The GitHub source code defines a function _can_use_flash_attention(...)
that attempts to verify whether Flash Attention is available.
However, starting with JAX 0.6.2 (the version recommended by the requirements), the signature of the internal helper check_layout
was changed to:
def check_layout(query, key, value, bias, q_seqlen, kv_seqlen,
q_offsets, kv_offsets, page_table_k, page_table_v, layout):
In the current implementation, _can_use_flash_attention
still calls check_layout
with the old argument list:
check_layout(
query,
key,
value,
bias,
q_seqlen=None,
kv_seqlen=None,
layout=_normalize_layout("BTNH"),
)
Because the required positional arguments q_offsets
, kv_offsets
, page_table_k
, and page_table_v
are missing, this call always raises a TypeError
.
As a result, _can_use_flash_attention
catches the exception and always returns False
, effectively preventing JAX from using Flash Attention in the backend.

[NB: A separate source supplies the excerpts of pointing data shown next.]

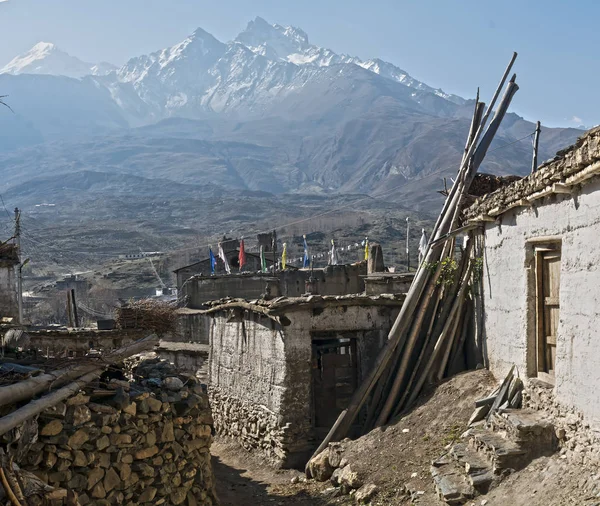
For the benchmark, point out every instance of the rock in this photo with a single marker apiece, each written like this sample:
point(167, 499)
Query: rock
point(78, 415)
point(146, 453)
point(79, 459)
point(94, 476)
point(78, 400)
point(147, 495)
point(319, 467)
point(98, 491)
point(131, 409)
point(331, 492)
point(349, 479)
point(168, 433)
point(102, 443)
point(154, 404)
point(78, 482)
point(179, 494)
point(365, 493)
point(49, 460)
point(78, 439)
point(53, 428)
point(174, 384)
point(335, 477)
point(111, 480)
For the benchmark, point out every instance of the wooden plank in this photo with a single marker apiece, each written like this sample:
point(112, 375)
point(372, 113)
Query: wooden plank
point(539, 313)
point(501, 397)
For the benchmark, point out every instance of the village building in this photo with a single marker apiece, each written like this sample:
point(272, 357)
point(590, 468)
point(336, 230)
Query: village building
point(9, 259)
point(540, 275)
point(231, 249)
point(280, 372)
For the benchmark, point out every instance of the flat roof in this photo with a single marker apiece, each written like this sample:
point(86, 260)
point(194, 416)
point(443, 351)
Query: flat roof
point(571, 166)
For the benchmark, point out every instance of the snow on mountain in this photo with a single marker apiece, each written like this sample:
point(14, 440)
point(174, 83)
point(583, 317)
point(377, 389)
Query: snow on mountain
point(46, 58)
point(291, 44)
point(263, 65)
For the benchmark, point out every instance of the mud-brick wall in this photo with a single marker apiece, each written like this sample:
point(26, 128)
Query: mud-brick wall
point(147, 448)
point(573, 221)
point(8, 291)
point(247, 381)
point(260, 372)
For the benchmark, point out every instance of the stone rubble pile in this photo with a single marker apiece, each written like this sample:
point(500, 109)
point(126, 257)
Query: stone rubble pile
point(254, 427)
point(331, 465)
point(146, 443)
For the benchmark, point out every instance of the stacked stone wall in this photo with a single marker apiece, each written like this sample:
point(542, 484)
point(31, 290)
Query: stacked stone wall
point(136, 447)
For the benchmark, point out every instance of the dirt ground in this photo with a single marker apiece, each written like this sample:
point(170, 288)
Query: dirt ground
point(244, 479)
point(397, 458)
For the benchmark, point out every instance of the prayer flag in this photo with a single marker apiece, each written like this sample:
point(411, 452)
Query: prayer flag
point(224, 259)
point(306, 261)
point(284, 256)
point(213, 260)
point(242, 255)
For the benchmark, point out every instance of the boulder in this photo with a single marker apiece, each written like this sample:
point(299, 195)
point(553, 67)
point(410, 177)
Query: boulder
point(319, 467)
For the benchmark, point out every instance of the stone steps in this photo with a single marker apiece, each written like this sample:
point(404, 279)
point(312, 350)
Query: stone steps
point(488, 452)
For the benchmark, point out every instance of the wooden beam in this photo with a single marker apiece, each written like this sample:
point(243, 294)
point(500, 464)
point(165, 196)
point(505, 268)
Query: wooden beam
point(536, 141)
point(561, 188)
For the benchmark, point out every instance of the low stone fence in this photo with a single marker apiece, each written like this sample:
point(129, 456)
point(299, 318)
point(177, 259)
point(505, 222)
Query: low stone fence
point(149, 443)
point(253, 426)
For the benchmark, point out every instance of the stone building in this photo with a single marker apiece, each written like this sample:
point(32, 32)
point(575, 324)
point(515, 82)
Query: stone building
point(231, 250)
point(9, 259)
point(330, 280)
point(541, 275)
point(281, 372)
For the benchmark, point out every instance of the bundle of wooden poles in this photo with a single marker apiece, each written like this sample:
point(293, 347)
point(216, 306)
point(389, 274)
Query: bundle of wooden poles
point(147, 314)
point(430, 330)
point(59, 385)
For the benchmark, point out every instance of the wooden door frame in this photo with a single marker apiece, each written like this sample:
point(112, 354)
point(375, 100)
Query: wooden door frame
point(539, 250)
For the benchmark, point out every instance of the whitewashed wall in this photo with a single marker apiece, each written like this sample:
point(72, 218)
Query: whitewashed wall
point(509, 293)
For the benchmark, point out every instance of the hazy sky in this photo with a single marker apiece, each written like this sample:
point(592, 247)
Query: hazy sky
point(453, 44)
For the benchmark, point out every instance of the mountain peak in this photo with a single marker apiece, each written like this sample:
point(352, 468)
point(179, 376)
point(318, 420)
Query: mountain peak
point(47, 58)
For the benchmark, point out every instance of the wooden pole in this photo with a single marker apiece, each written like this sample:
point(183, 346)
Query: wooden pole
point(74, 302)
point(69, 309)
point(536, 141)
point(407, 245)
point(399, 331)
point(29, 388)
point(33, 408)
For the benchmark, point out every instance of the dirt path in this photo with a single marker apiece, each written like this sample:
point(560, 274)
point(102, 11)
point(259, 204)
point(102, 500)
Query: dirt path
point(244, 480)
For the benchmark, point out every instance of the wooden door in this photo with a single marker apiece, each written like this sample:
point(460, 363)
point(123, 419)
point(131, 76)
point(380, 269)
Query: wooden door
point(548, 307)
point(335, 378)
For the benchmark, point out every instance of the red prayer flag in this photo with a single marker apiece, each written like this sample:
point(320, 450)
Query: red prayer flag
point(242, 255)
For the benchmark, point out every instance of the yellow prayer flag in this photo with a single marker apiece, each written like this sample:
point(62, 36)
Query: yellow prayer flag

Comment From: sonali-kumari1
Hi @pass-lin -
Thanks for reporting this issue. The current _can_use_flash_attention includes q_offsets=None
and kv_offsets=None
in the call to check_layout
, but it is missing page_table_k
, and page_table_v
arguments introduced in JAX 0.6.2.
That said, JAX is currently pinned to version 0.5.0 on CPU which doesn't include these newly arguments. Hopefully, this will be resolved once the support for newer JAX versions is added.